SMA Result in repeat.vcf Output File

Field

Description

SMN Caller

The SMN Caller calls SMN1 and SMN2 copy numbers and detects the presence of a SNP, NM_000344.4:c.*3+80T>G that is associated with the two-copy SMN1 allele. The caller is derived from the method implemented in Spinal muscular atrophy diagnosis and carrier screening from genome sequencing data.²

To enable the SMN Caller, use --enable-smn=true as part of a germline-only WGS analysis workflow. Additionally, it can also be enabled along with other targets from the targeted caller by using the option --enable-targeted=true. The SMN Caller is disabled by default.
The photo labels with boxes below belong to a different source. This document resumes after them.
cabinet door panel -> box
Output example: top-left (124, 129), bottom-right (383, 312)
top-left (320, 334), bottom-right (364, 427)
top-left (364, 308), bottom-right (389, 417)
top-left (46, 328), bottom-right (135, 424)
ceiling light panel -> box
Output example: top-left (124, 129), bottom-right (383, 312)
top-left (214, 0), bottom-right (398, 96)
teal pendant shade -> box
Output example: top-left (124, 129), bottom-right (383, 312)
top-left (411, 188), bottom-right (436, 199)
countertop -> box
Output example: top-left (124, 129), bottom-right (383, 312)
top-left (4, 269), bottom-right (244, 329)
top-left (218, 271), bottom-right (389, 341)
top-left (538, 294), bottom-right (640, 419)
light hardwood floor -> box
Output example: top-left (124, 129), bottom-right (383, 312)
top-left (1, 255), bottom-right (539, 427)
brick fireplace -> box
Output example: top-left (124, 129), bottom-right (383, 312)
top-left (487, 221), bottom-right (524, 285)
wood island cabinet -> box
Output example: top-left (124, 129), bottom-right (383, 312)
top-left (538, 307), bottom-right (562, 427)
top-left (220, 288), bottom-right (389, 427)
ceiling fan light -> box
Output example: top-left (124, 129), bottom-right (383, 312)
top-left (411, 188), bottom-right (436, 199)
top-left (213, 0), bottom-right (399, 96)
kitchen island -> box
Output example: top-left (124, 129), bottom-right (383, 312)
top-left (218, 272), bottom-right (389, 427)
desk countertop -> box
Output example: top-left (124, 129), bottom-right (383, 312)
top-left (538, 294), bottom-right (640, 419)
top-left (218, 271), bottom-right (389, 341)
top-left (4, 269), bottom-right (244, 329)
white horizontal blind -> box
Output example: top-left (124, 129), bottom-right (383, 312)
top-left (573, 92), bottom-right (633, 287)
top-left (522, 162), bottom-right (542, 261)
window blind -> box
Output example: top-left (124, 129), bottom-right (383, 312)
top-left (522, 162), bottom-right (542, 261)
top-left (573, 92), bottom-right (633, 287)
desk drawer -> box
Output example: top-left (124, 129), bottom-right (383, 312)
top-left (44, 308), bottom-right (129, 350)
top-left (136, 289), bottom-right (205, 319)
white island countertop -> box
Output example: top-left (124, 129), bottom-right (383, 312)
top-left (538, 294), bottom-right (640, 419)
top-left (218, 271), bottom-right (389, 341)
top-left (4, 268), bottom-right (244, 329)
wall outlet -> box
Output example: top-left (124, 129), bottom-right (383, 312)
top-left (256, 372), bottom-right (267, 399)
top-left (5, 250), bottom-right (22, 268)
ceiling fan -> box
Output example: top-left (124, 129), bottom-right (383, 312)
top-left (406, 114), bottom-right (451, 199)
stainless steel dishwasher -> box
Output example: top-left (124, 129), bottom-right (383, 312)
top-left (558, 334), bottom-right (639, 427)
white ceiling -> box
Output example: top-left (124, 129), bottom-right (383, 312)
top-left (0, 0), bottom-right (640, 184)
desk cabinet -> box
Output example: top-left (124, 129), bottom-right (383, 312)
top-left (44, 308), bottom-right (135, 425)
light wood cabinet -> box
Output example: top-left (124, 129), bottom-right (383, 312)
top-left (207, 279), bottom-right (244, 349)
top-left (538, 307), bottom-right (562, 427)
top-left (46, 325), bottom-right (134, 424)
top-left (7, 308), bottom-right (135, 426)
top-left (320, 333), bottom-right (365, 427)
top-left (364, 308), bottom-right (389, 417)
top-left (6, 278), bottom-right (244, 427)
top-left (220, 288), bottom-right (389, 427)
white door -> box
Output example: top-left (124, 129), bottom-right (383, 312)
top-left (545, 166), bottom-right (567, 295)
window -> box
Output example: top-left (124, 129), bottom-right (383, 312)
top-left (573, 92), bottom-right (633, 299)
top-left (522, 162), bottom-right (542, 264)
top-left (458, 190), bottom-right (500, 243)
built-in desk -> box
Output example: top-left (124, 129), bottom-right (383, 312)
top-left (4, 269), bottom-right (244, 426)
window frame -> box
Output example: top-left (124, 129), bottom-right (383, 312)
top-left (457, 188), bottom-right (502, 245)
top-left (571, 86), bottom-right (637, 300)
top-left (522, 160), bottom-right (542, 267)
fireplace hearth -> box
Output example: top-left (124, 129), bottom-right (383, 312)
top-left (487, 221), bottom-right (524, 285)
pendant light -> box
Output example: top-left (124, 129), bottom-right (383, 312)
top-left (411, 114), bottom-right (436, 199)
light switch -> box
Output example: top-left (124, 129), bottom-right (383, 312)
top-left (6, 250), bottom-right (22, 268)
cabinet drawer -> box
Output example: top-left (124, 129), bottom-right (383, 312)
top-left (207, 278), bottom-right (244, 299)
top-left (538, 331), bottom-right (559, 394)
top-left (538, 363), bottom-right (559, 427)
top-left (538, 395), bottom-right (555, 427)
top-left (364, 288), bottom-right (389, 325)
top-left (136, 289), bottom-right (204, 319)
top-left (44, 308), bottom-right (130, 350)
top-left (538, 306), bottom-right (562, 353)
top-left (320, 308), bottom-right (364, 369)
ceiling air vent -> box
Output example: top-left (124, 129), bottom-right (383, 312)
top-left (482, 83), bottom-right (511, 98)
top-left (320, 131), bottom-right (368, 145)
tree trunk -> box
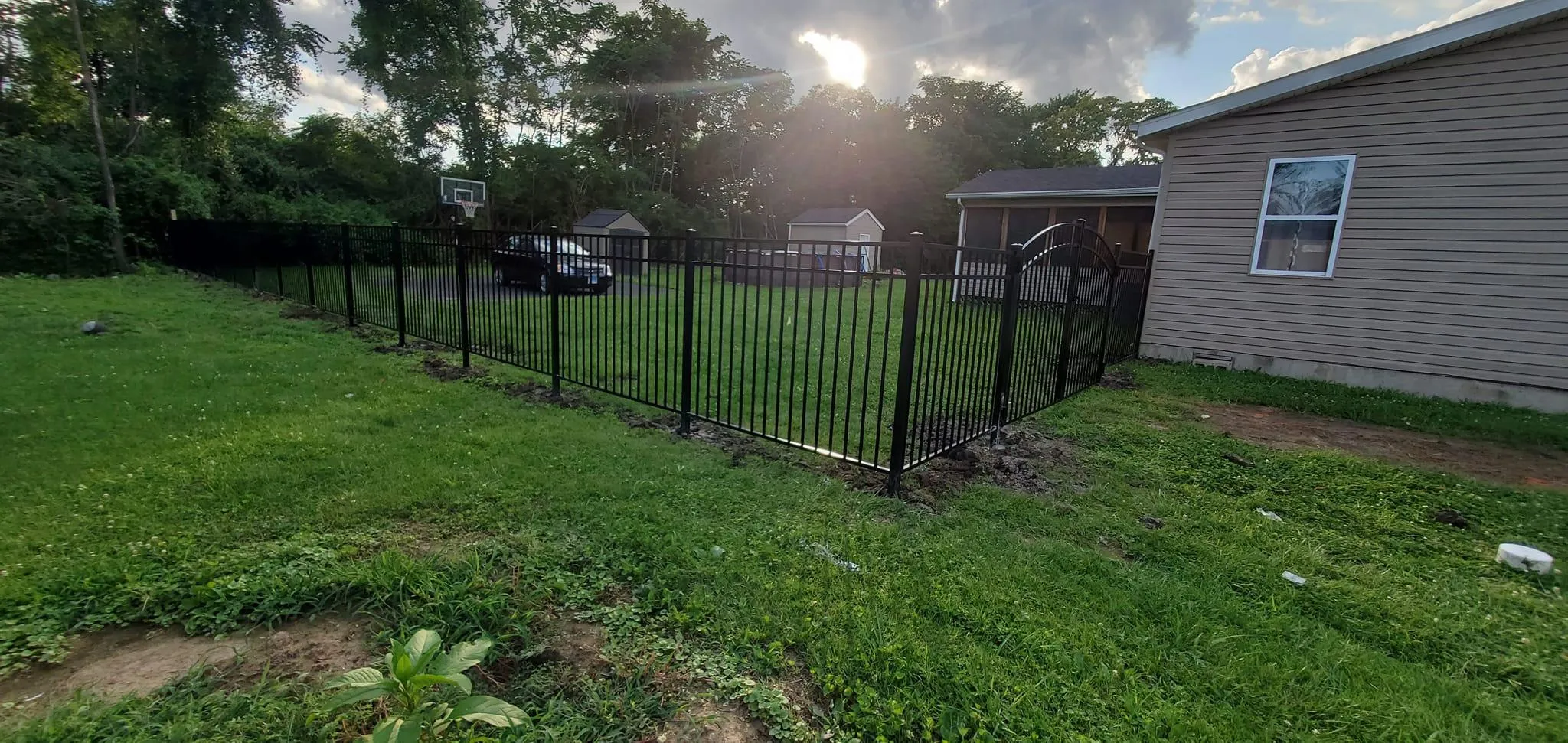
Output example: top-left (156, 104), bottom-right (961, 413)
top-left (66, 0), bottom-right (130, 272)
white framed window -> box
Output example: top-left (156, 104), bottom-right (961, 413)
top-left (1251, 155), bottom-right (1357, 279)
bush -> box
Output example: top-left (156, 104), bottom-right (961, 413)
top-left (0, 138), bottom-right (115, 276)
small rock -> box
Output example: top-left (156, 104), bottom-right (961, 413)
top-left (1224, 455), bottom-right (1253, 467)
top-left (1498, 543), bottom-right (1553, 575)
top-left (802, 543), bottom-right (861, 572)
The SMN Caller performs the following steps:

Determines total and intact SMN copy numbers
Calls SMN1 copy number at eight differentiating sites
Determines copy number for NM_000344.4:c.*3+80T>G

The SMN Caller requires WGS data aligned to a human reference genome with at least 30x coverage

Total and Intact SMN Copy Number

Two common copy-number variants (CNVs) in SMN1 and SMN2 include whole gene CNV and a partial gene deletion of exons 7 and 8. Reads that align to either SMN1 or SMN2 are counted. The read counts in exon 1 through exon 6 are used to determine total SMN copy number. The read counts in exon 7 and 8 are used to determine the SMN copies that do not have the exon 7 and 8 deletion (intact SMN copy number). To estimate the SMN copy number for these two regions, read counts are normalized to a diploid baseline derived from 3000 preselected 2 kb regions across the genome. The 3000 normalization regions are randomly selected from the portion of the reference genome that has stable coverage across population samples. The SMN Caller then calculates the number of SMN copies that have the exon 7 and 8 deletion by subtracting the intact SMN copy number from the total SMN copy number.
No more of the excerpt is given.